Ideas for creating news media sustainability around the globe were the focus of an interactive TED-style presentation given by Grady College faculty member Ann Hollifield at the Deutsche Welle Global Media Forum in Bonn, Germany, last month.
“Media viability in many places will depend upon developing ‘resource models’ rather than ‘business models,'” Hollifield told attendees at the session.
Hollifield was a featured speaker and discussion leader in the IdeaLab session at this year’s Global Media Forum. The IdeaLab discussion, titled “Money Talks and Media Development Should Listen,” examined creative approaches to building media organizations able to produce high-quality journalism in differing types of media systems and under different economic and press freedom conditions.
The Thomas C. Dowden Professor of Media Research in the Grady College, Hollifield has previously worked as a consultant for DW Akademie on a project DW Akademie led to develop globally useable measures of media viability. Based on that and related work, Hollifield and her DW Akademie colleagues have published several collaborative works on global media viability.
That research identified seven resource categories critical to news organizations’ ability to sustain the production of high-quality journalism, Hollifield told the session. Those are: a dependable revenue source; a content niche for which there is audience demand; audience attention to the news organization’s content; the ability to deliver content to users where and when the users want it; the ability to attract and retain qualified content producers; a legal regime that supports press freedom; and access to basic production inputs such as electricity, the Internet, or other materials required for content production and distribution by a particular new team.
Hollifield told participants that there were some indications in the research she had done that media viability might be achievable with different combinations of these resources. In other words, it might be possible in the digital era to produce and sustain high-quality journalism by substituting more of some types of resources for resources the news organization didn’t have and couldn’t get.
“The challenge then becomes what resources, and how much of each resource, will produce viable, quality journalism under different sets of conditions,” Hollifield said.
During the discussion that followed her remarks, participants from news organizations from a number of different countries said attracting and keeping experienced journalists was one of their biggest challenges. “As soon as we really have them trained, someone else hires them away,” one attendee commented.

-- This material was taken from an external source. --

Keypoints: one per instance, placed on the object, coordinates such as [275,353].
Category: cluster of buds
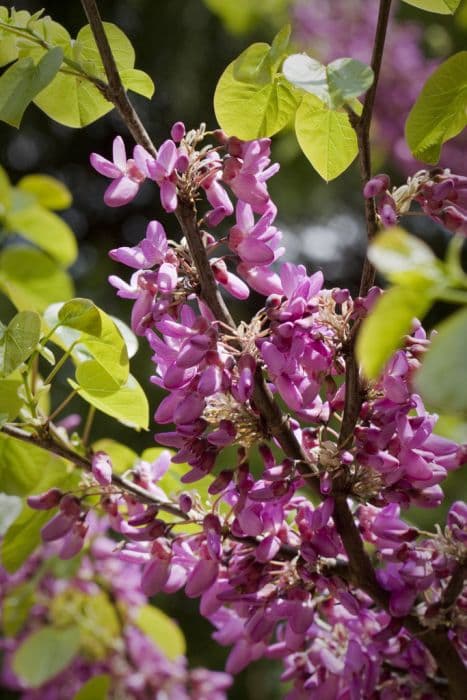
[441,195]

The IdeaLab presented ideas for achieving media viability from four presenters. Daniel Blank, country representative, Ghana, for DW Akademie, discussed innovative strategies for financial management and marketing for news groups, while Nigel Mugamu, chief storyteller for 26Chat in Zimbabwe, and Rohit Singh, director of programs and partnerships for Gam Vasni in India, shared best practices for media viability that they had developed through their experience launching media startups.
The 2017 Global Media Forum was the 10th annual conference organized by Deutsche Welle, a German Public Service Broadcasting organization that produces news and information in numerous languages for distribution around the world. Deutsche Welle’s foundation, DW Akademie, is one of Germany’s largest media non-governmental Organizations (NGOs). DW Akademie supports media-development and journalism training projects in developing countries around the world.
The theme of this year’s Forum was “Identity and Diversity.” More than 2,000 participants from 70 countries traveled to Bonn for the Forum, which was held June 19-22.